Now if you'll excuse me, I have some soup waiting for me in a flour strainer.
Admin
HTML 2 (and pre-standard HTML) was far, far more of an unparseable abomination than XHTML, so I dunno where you're going with that.
Admin
And the Programmer spake unto his Computer, Three times shalt thou loop, and three times correspondingly shalt thou test thine exit condition. And on the First loop, He created the Factory and the XML Object And on the Second loop, He Tested the Return from that Factory, and saw that verily, it was very True. And on the Third loop, He Rested, and entered a Sleep, and threescore thrice times ten Milliseconds slept He.

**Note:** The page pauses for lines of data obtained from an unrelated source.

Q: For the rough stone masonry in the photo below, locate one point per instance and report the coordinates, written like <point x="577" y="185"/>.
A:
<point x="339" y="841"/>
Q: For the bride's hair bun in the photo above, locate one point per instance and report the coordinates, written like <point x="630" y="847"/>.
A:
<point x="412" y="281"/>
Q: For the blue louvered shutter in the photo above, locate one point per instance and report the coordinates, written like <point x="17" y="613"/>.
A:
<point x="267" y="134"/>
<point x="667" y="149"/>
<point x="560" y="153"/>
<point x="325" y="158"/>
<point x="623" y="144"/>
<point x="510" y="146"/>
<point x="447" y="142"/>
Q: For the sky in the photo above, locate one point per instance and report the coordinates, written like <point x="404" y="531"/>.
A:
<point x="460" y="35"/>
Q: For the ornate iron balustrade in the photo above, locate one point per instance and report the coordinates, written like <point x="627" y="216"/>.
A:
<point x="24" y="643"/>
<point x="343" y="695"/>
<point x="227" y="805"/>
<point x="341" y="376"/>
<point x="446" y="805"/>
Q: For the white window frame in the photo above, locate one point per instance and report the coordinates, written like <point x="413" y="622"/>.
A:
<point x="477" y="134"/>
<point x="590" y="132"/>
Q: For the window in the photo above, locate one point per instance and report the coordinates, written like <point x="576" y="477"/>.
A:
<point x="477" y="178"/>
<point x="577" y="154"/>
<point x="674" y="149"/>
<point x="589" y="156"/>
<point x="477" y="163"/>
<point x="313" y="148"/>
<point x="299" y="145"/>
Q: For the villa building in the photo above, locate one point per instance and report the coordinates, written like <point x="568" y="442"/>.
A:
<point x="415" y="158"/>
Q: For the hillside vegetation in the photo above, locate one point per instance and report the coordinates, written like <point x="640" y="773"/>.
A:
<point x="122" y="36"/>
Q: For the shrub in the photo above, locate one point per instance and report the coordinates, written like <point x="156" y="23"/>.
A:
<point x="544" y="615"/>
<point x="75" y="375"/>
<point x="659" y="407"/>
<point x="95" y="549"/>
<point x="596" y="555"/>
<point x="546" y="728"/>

And on the Fourth loop, exited He the Loop, and looked upon his works, and saw that indeed, it was Object Oriented.
Admin
Worked with a contractor who wrote code like this. It's SOLID you see as in everything becomes a separate class and everything is abstracted such that it is meaningless. He basically admitted to me that the reason for doing so was to keep himself in a job. Something that could be done in a few lines would suddenly become 20 classes and 10 design patterns of abstraction away such that you couldn't understand what was going on. The worst part was trying to help him fix bugs as no simple fix was ever enough, every simple fix to be applied involved creating some other class and using some other obscure design pattern that didn't really fit. The biggest problem was he was badly mismanaged and the projects requirements were constantly in flux meaning he had plenty of excuses to keep writing code in this manner. To quote Dijkstra:
"The purpose of abstraction is not to be vague, but to create a new semantic level in which one can be absolutely precise."
Abstraction != Generic.
Admin
Perl has recursive regexes which can e.g. ensure XML tags match, and .NET has balancing groups which can be leveraged to a similar end, and there are probably other extensions around that give you enhanced capabilities beyond the usual regex.
Admin
Obfuscation-oriented programming at its finest!
Admin
Why, a class of course!
Admin
I literally gasped when I read the punchline.